Impact of Science on Lung Cancer Lung cancer has the highest mortality rate of all the cancers in the United States. If you smoke you are more likely to get lung cancer. Smoking kills the cells that surround the inside of your lungs because cigarette smoke is full of carcinogens (things that cause cancer). The more you are exposed to cigarette smoke the more irregular your cells act and the more likely cancer will grow.
You can also get cancer from asbestos, radon exposure, genetics, and environmental factors. But the most common reason is smoking. You can even get cancer if you have never smoked in your life. In every cell is DNA which is like the cell’s recipe on how to perform functions and make more cells. Cancer is caused when a mistake happens in the DNA and it gets ‘mutated’. Without the proper recipe the cell does not do its job and keeps making more defective cells.

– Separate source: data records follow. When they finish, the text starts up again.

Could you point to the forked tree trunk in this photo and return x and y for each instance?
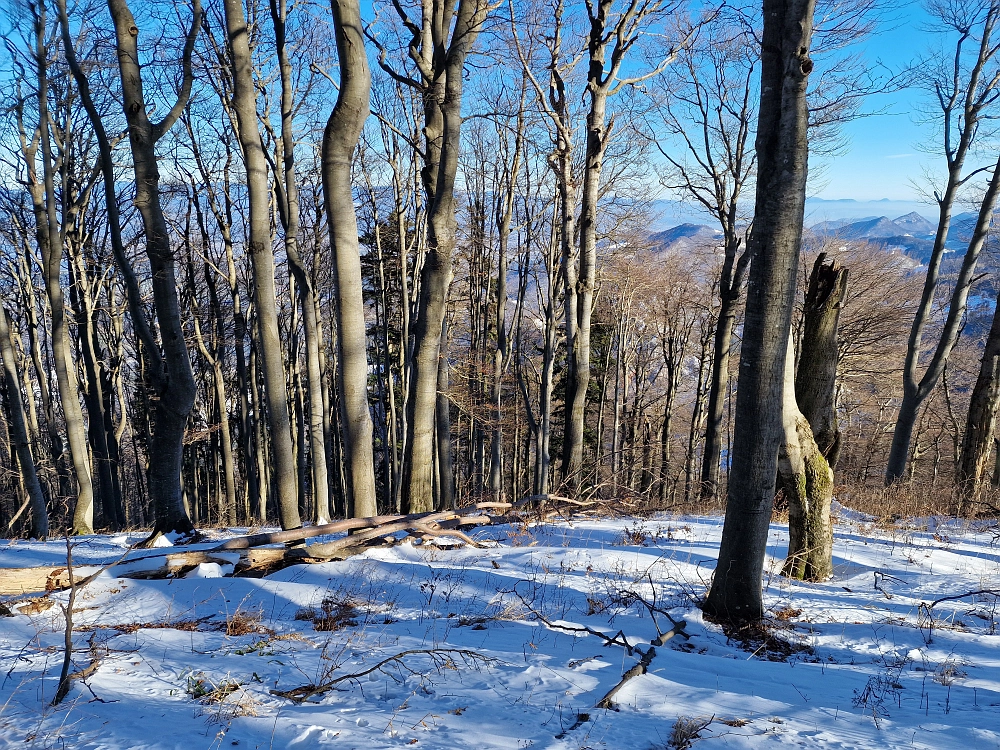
(782, 157)
(980, 425)
(39, 520)
(441, 59)
(288, 205)
(446, 469)
(343, 130)
(283, 470)
(915, 391)
(816, 378)
(807, 481)
(167, 364)
(50, 241)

More and more cells begin to take over the lungs until there is nothing left. Lung cancer is a problem for anyone who is affected. The way lung cancer is treated depends on which type of lung cancer it is and how much it has advanced. There are two types of lung cancer; small and non-small.
There are three types of non-small lung cancer but they are all put together because the ways you fight them are similar. Adenocarcinoma is usually found in non-smokers. Adenocarcinoma starts in cells that would release fluids. Another type is squamous cell carcinoma. The squamous cell carcinoma is found in squamous cells, which cover the inside of airways.

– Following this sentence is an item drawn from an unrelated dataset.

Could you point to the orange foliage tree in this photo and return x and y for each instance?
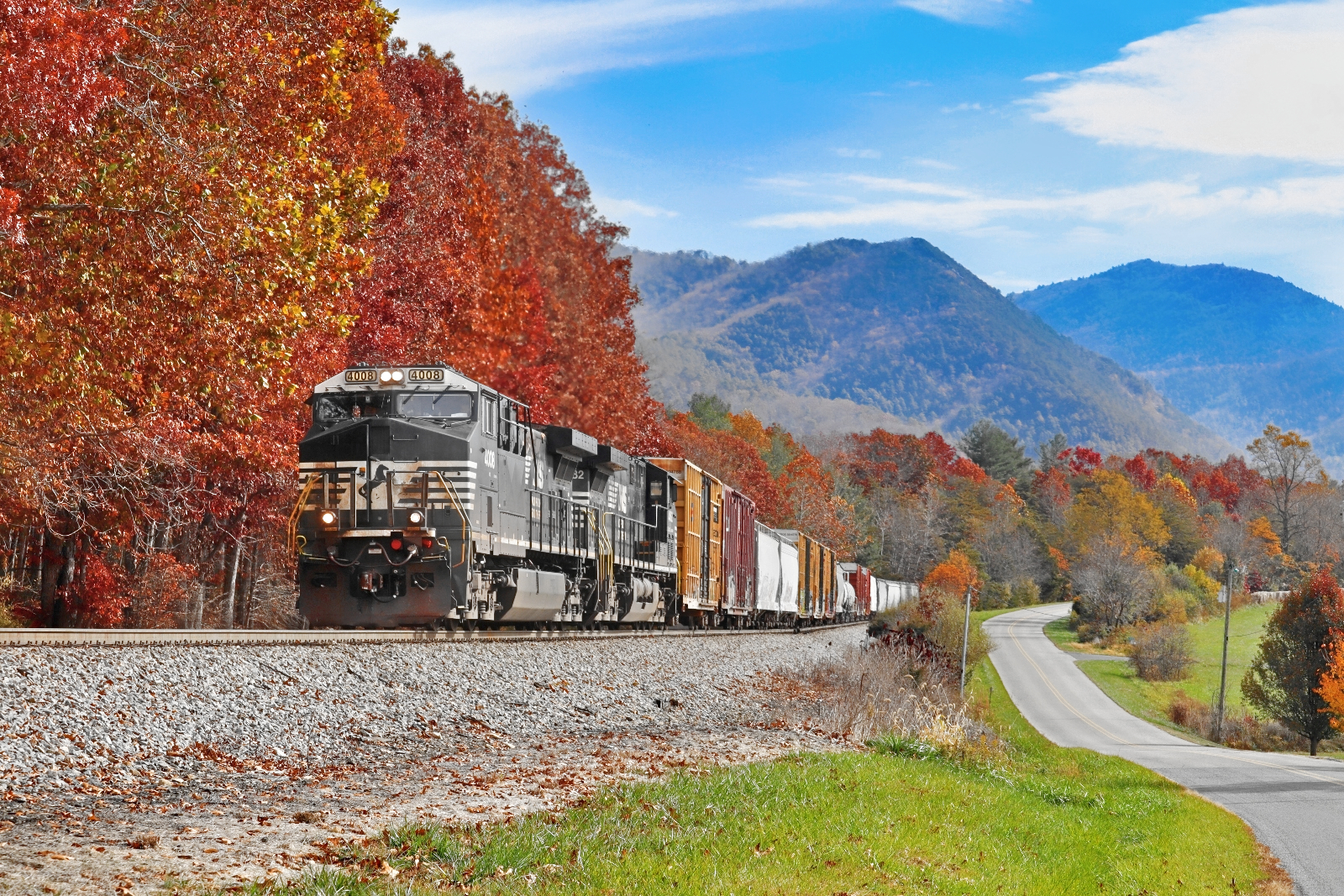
(187, 251)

Squamous cells carcinoma is they type of cancer you would get if you are/were a smoker. The last type is undifferentiated carcinoma (large cell carcinomas) it can grow anywhere in the lungs and spreads very quickly. The ways you can fight cancer are: surgery, where you actually remove the tumors by hand, targeted therapy, where you use drugs to slow down the growth of tumors, radiation therapy, where a really powerful energy rays are used to kill the tumors, or chemotherapy, which uses special medicine to minimize the size of the tumors. Chemotherapy works by targeting fast growing cells and kills them, which is why your hair and nails fall out. Before the early 20th century lung cancer was actually really rare and all tumors were treated the same.

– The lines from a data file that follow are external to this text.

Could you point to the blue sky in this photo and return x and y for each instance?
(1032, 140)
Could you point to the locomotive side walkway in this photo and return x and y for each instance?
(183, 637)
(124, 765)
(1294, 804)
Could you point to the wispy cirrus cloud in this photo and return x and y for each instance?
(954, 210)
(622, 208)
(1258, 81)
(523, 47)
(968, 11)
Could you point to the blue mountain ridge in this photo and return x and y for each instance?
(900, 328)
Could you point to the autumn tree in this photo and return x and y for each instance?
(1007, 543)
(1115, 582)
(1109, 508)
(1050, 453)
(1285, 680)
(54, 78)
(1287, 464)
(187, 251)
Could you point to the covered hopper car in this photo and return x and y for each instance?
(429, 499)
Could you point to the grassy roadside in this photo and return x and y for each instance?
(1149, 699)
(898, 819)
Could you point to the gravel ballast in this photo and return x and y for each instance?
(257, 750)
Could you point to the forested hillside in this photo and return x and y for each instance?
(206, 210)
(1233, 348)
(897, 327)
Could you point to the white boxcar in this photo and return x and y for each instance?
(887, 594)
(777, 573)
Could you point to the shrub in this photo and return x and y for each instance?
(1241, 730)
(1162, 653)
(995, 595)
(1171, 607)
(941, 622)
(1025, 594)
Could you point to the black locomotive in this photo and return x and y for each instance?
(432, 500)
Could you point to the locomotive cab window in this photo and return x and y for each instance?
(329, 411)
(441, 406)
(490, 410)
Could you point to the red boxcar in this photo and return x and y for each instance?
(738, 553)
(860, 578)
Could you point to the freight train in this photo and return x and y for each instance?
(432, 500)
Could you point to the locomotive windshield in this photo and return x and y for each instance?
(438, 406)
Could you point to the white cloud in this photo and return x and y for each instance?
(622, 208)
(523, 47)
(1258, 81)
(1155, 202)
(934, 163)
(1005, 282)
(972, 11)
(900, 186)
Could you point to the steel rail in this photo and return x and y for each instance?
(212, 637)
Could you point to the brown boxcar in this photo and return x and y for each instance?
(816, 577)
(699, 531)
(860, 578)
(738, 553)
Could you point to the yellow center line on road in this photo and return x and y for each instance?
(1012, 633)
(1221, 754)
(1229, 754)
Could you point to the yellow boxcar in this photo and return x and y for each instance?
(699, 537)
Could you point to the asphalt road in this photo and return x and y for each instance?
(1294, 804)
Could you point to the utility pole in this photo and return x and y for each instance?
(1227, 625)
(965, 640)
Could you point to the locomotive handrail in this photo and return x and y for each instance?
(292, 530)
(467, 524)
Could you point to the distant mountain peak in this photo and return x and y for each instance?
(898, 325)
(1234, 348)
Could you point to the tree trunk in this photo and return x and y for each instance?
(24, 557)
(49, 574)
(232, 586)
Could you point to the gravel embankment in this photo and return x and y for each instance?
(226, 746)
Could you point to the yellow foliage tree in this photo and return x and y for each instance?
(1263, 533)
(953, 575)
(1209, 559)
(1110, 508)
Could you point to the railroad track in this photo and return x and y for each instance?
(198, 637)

In 1929 Fritz Lickint wrote a paper about how smoking was linked to lung cancer which started the ‘antitobacco’ movement in Germany. It wasn’t until 1962 that the scientists decided that it was better to use chemotherapy on small cell lung cancer than surgery. In 1969 a book was published which talked about the link between smoking, asbestos, air pollution, nickel, chromium and lung cancer. In the 1950s it was proved that smoking was the cause of lung cancer but people liked cigarettes so much that they just said it wasn’t true. During World War II in the US Americans were experimenting with other chemicals similar to mustard gas to make better components for war. While doing so they found a component called nitrogen mustard which cured cancer in the lymph nodes. Not long after the discovery of nitrogen mustard Sidney Farber made another compound called aminopterin which gave children with leukemia remissions by damaging the part of deoxyribonucleic acid which told the cell how to multiply.
That drug was the ancestor of methotrexate which is now used all over the world to cure cancer. From there researchers moved on to discover and refine chemotherapy. But even after years of refinement and experiment there is a 55% chance of living five years if the disease stays in the lungs and 4% chance of living five years if the cancer spreads. So how can we improve it? How do we make it a 100% chance that we will live our whole lives? Well, to begin with new medication is being tested every day, the death rate decreases by 2.3 percent every year, and people are becoming more aware about the risk of smoking. But there is no actual ‘answer’. People are still looking for the cure and survivors are extremely lucky. I believe that in a hundred years our technology will have advanced enough that cancer won’t be too big of a problem.